How range filters work

Vector DBs may support range filters via secondary indexes (B-trees, LSM, or columnar scans) on the filtered fields. With pre-filtering, the range is applied before or during vector search so only candidates in range are considered; with post-filtering, results are filtered after retrieval. Pre-filtering with ranges is harder than equality because the candidate set isn’t a simple bitmap—it may require index scans or range indexes. See why pre-filtering is hard for ANN indexes for the structural reasons. Pipeline: parse range predicate → use B-tree/range index or columnar scan to get candidate IDs (or bitmap for discrete buckets) → intersect with vector index traversal or apply after ANN.

Combining ranges and performance

Range filters can be combined with boolean expressions (e.g. category = ‘X’ AND price < 500). Performance depends on selectivity and whether the engine has secondary indexes for the range fields.

For time-based filters (e.g. last 7 days), partitioning by time or using namespaces can help limit the search space. Trade-off: range indexes add build time and storage; post-filtering avoids that but may require requesting more k to get enough results after filtering. Practical tip: index all fields used in range predicates; prefer bounded ranges (BETWEEN, <= / >=) when the engine can use them efficiently.

Frequently Asked Questions

What is a range query on metadata?

Filtering by numeric or ordered values: e.g. price > 100, created_at BETWEEN ..., score >= 0.8. Extends metadata filtering beyond equality for “recent items,” “within budget,” or confidence thresholds.

How do VDBs implement range filters?

Often via secondary indexes (B-trees, LSM, or columnar scans) on the filtered fields. With pre-filtering the range is applied before/during search; with post-filtering after retrieval.
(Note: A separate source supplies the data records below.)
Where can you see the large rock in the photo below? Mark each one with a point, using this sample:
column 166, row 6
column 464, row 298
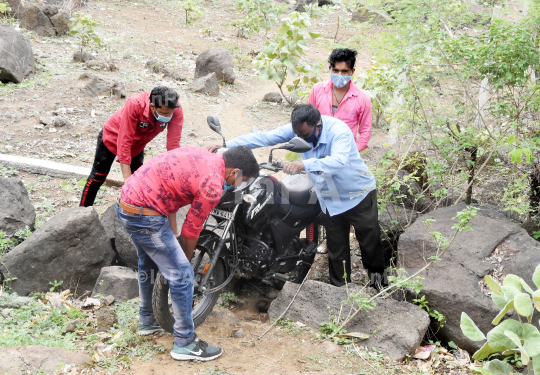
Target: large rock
column 206, row 85
column 34, row 19
column 17, row 58
column 399, row 326
column 215, row 60
column 71, row 246
column 16, row 211
column 120, row 282
column 60, row 22
column 453, row 285
column 38, row 359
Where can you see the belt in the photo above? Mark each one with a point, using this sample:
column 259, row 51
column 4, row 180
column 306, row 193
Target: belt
column 136, row 210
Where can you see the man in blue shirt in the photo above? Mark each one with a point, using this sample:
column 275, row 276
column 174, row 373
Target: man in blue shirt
column 343, row 183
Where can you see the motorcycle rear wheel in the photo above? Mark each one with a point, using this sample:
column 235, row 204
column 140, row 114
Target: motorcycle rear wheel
column 202, row 303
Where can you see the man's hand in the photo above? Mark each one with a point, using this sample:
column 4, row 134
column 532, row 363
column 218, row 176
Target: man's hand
column 294, row 167
column 213, row 148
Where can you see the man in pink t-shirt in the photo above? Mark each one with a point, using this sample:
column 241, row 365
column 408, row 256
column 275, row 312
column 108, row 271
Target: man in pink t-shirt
column 147, row 209
column 342, row 99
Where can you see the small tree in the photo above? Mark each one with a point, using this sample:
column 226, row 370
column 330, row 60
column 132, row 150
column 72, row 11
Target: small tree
column 83, row 27
column 192, row 9
column 284, row 56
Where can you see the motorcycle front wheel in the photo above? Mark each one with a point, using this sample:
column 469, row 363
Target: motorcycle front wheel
column 202, row 303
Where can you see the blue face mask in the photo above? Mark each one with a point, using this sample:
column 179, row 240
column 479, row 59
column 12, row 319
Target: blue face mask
column 339, row 81
column 162, row 119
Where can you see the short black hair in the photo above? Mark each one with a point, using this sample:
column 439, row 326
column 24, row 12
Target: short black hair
column 242, row 157
column 305, row 113
column 162, row 95
column 343, row 55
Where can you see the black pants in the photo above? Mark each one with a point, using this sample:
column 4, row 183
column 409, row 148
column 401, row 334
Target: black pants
column 101, row 168
column 364, row 218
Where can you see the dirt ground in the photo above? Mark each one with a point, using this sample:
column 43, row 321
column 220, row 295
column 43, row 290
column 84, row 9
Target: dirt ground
column 133, row 33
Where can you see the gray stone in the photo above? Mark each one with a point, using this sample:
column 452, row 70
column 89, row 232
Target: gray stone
column 106, row 319
column 206, row 85
column 120, row 239
column 273, row 97
column 60, row 22
column 82, row 56
column 17, row 58
column 34, row 359
column 16, row 211
column 395, row 328
column 410, row 193
column 215, row 60
column 117, row 281
column 240, row 334
column 34, row 19
column 454, row 284
column 71, row 246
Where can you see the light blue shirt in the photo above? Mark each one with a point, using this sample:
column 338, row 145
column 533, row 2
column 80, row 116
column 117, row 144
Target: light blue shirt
column 339, row 175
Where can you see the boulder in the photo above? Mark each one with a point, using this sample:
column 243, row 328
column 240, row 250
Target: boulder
column 396, row 328
column 120, row 282
column 34, row 19
column 71, row 246
column 496, row 246
column 82, row 56
column 120, row 239
column 38, row 359
column 16, row 211
column 206, row 85
column 273, row 97
column 17, row 58
column 215, row 60
column 60, row 22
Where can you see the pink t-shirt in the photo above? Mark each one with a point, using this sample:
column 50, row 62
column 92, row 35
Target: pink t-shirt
column 354, row 110
column 187, row 175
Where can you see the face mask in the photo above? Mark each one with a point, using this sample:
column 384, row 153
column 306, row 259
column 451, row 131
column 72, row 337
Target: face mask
column 339, row 81
column 162, row 118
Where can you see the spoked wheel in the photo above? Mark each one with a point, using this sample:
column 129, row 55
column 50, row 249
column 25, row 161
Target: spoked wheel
column 202, row 303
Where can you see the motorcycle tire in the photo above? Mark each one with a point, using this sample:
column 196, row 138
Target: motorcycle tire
column 202, row 304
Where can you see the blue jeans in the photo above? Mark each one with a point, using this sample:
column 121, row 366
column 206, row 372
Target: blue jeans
column 158, row 249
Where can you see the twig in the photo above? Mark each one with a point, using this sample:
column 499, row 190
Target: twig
column 365, row 360
column 287, row 309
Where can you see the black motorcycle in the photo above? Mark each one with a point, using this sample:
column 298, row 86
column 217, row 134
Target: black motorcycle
column 256, row 231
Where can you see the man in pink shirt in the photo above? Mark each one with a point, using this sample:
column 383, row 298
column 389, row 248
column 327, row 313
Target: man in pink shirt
column 342, row 99
column 147, row 209
column 128, row 131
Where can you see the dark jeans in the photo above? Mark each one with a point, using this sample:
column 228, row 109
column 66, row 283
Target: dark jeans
column 100, row 170
column 364, row 218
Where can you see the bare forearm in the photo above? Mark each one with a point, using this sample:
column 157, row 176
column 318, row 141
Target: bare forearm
column 126, row 171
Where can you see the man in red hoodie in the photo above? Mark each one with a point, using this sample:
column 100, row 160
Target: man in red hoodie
column 127, row 132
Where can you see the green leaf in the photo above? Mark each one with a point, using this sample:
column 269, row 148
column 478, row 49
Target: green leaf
column 536, row 276
column 523, row 304
column 509, row 306
column 498, row 340
column 484, row 352
column 512, row 280
column 492, row 284
column 531, row 338
column 470, row 329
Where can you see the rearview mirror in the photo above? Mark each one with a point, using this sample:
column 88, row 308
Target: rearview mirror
column 298, row 145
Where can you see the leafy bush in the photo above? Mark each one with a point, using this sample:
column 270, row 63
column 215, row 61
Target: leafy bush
column 283, row 56
column 510, row 336
column 83, row 27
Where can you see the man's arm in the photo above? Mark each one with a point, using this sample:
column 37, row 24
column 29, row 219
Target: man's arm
column 364, row 123
column 255, row 140
column 174, row 129
column 337, row 160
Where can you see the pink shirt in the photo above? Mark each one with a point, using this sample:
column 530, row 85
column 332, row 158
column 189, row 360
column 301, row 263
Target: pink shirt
column 187, row 175
column 354, row 110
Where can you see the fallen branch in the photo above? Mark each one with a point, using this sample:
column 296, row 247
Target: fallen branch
column 287, row 309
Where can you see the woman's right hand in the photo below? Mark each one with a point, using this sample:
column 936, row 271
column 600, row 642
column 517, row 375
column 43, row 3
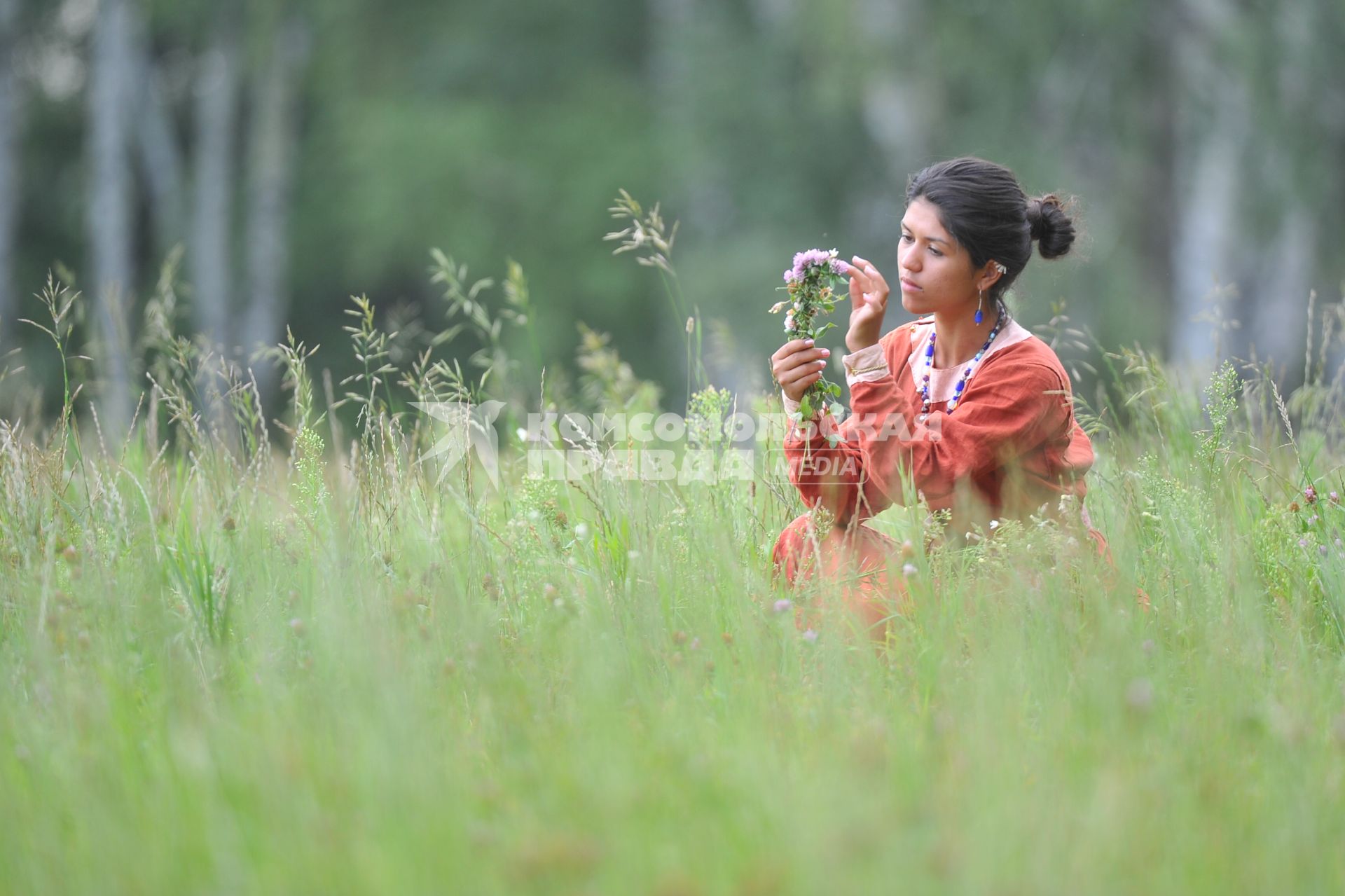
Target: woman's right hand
column 796, row 365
See why pre-filtering is hard for ANN for the structural reasons.

Can I combine range with other conditions?

Yes. Use boolean expressions (e.g. category = ‘X’ AND price < 500). Secondary indexes on range fields improve performance.

What about time-based filters?

Partitioning by time or using namespaces can limit the search space for “last 7 days” style filters. Check your VDB for time-partitioning and index support.